Même si ces discussions sont très techniques, elles ont des conséquences directes sur les politiques nationales : elles orientent les budgets 2026–2027 vers des trajectoires de consolidation, avec des marges limitées pour les dépenses sociales, les salaires publics ou l’investissement dans les services publics. C’est ce cadre qui vient ensuite contraindre les gouvernements lorsqu’ils négocient avec les syndicats ou lancent des réformes structurelles.

Sur le plan commercial, le Conseil avait déjà, le 9 janvier, donné son feu vert à la signature de l’accord UE–Mercosur. Cette décision a été saluée par la présidente de la Commission, Ursula von der Leyen, comme un signal fort en faveur de la compétitivité européenne et de la “diversification” des échanges. Mais la décision du Parlement de saisir la CJUE a, de fait, ralenti la suite du processus, créant une tension visible entre institutions.
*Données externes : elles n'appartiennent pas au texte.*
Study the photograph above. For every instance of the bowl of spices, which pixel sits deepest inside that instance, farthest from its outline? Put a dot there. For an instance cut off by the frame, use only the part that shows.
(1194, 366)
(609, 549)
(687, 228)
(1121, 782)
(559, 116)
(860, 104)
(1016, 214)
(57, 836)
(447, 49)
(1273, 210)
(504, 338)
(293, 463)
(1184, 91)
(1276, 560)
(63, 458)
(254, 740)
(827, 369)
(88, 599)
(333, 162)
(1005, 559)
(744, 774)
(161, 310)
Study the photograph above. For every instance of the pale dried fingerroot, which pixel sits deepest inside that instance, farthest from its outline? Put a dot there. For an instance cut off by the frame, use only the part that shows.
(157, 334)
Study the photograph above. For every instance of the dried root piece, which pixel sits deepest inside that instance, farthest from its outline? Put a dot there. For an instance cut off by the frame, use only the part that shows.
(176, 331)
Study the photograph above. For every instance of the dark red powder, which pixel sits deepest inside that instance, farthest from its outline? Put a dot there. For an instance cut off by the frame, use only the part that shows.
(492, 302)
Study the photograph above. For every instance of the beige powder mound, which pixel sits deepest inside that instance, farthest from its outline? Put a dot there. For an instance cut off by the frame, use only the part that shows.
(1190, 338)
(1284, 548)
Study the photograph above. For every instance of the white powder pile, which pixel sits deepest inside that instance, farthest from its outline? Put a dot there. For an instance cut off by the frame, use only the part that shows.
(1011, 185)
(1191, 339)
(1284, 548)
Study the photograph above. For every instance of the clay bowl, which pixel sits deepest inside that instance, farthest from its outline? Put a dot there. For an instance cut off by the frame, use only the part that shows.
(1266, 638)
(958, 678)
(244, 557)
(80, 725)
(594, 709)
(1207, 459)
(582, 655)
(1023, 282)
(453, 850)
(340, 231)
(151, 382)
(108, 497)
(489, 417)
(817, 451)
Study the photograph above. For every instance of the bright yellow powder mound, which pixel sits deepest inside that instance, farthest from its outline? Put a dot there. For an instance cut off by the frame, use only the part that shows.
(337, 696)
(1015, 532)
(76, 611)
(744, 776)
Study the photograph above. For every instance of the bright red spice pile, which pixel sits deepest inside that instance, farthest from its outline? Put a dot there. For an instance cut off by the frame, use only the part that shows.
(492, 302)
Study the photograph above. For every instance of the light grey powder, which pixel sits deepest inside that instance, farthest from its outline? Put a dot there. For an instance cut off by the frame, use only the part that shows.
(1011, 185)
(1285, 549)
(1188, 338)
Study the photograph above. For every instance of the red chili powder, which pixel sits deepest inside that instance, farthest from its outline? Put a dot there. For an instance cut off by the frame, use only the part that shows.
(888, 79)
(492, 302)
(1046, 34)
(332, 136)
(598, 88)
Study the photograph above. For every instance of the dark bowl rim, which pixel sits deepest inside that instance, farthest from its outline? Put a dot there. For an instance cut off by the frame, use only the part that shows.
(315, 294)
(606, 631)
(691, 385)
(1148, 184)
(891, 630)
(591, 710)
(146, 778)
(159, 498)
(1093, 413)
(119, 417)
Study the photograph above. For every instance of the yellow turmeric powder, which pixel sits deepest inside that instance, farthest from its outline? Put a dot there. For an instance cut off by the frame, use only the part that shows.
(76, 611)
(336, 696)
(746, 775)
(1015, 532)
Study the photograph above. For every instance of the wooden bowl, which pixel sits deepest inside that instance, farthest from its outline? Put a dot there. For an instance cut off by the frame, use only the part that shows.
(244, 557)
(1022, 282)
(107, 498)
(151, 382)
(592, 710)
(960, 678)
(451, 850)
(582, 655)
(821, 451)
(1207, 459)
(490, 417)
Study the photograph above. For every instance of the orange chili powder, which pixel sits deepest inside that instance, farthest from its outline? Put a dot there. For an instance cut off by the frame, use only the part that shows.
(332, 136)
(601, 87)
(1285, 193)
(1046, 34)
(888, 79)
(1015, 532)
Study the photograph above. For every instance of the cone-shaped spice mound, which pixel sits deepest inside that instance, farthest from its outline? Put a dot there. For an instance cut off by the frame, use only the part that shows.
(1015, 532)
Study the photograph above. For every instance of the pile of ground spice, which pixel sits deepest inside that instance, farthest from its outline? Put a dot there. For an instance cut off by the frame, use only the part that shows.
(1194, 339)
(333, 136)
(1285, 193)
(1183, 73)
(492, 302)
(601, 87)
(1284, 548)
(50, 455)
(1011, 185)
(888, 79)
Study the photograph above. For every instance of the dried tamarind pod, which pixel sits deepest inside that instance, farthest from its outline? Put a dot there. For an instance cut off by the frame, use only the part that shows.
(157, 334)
Commission européenne : numérique, climat et Schengen

La Commission européenne a, elle aussi, été active sur plusieurs fronts au cours de cette semaine. D’après le bulletin “Europe Daily News” du cabinet Mayer Brown, la Commission a lancé une consultation sur l’initiative d’observation des océans, mis à jour certaines règles du registre de l’Union pour le partage de l’effort climatique et l’utilisation des terres, et avancé sur plusieurs actes délégués liés au marché carbone (ETS).

Sur le volet migratoire et Schengen, le point presse de mi‑journée de la Commission du 19 janvier a été largement consacré au système d’entrée/sortie (EES) et à son impact sur les travailleurs des Balkans occidentaux. Interrogés par les journalistes, les porte‑parole ont précisé que le nouveau système serait appliqué “de manière progressive”, en tenant compte des besoins des travailleurs frontaliers et des chauffeurs routiers, mais sans revenir sur le principe de base : systématiser l’enregistrement des entrées et sorties des ressortissants de pays tiers aux frontières extérieures de Schengen.

Dans le domaine numérique, plusieurs synthèses de presse, comme le TNW Weekly Briefing pour la période du 19 au 25 janvier, ont souligné le lancement de l’initiative dite “EU Inc”, visant à réduire la dépendance européenne envers les grandes entreprises technologiques américaines. L’idée, portée par la Commission et certains États membres, est de structurer un écosystème européen autour du cloud, de l’IA et des infrastructures numériques, dans le prolongement du Data Act, de l’AI Act et du Digital Markets Act.

Et la semaine à venir ? Commissions, Conseil et suivi politique

Pour la période du 26 au 30 janvier 2026, plusieurs rendez‑vous institutionnels importants sont déjà inscrits à l’agenda. Du côté du Parlement, la plénière de Strasbourg étant terminée, les eurodéputé·es poursuivront leur travail en commissions à Bruxelles, avec au programme : crise du logement, santé, transports, climat et droits sociaux. Ces réunions permettront de préparer les prochains rapports et votes, notamment sur la transition écologique, la protection des travailleurs et la régulation des grandes plateformes.

Le Conseil de l’UE réunira de nouveau les ministres de l’Agriculture et de la Pêche (AGRIFISH) le 26 janvier, pour discuter d’agriculture biologique et de bio‑économie, puis les ministres des Finances (ECOFIN) poursuivront en fin de mois les discussions sur la coordination des politiques budgétaires sous les nouvelles règles européennes. Enfin, les services de la Commission continueront à détailler la mise en œuvre des textes adoptés en plénière – qu’il s’agisse du prêt à l’Ukraine, du suivi des lois numériques ou de la préparation de la saisine de la CJUE sur Mercosur.

Cette articulation entre plénière passée (19–22 janvier) et agenda à venir (26–30 janvier) montre bien le cœur du travail des institutions : une succession de décisions politiques, de négociations techniques et de mises en œuvre concrètes, qui finissent par toucher directement les luttes sociales, l’économie et les droits démocratiques dans les États membres.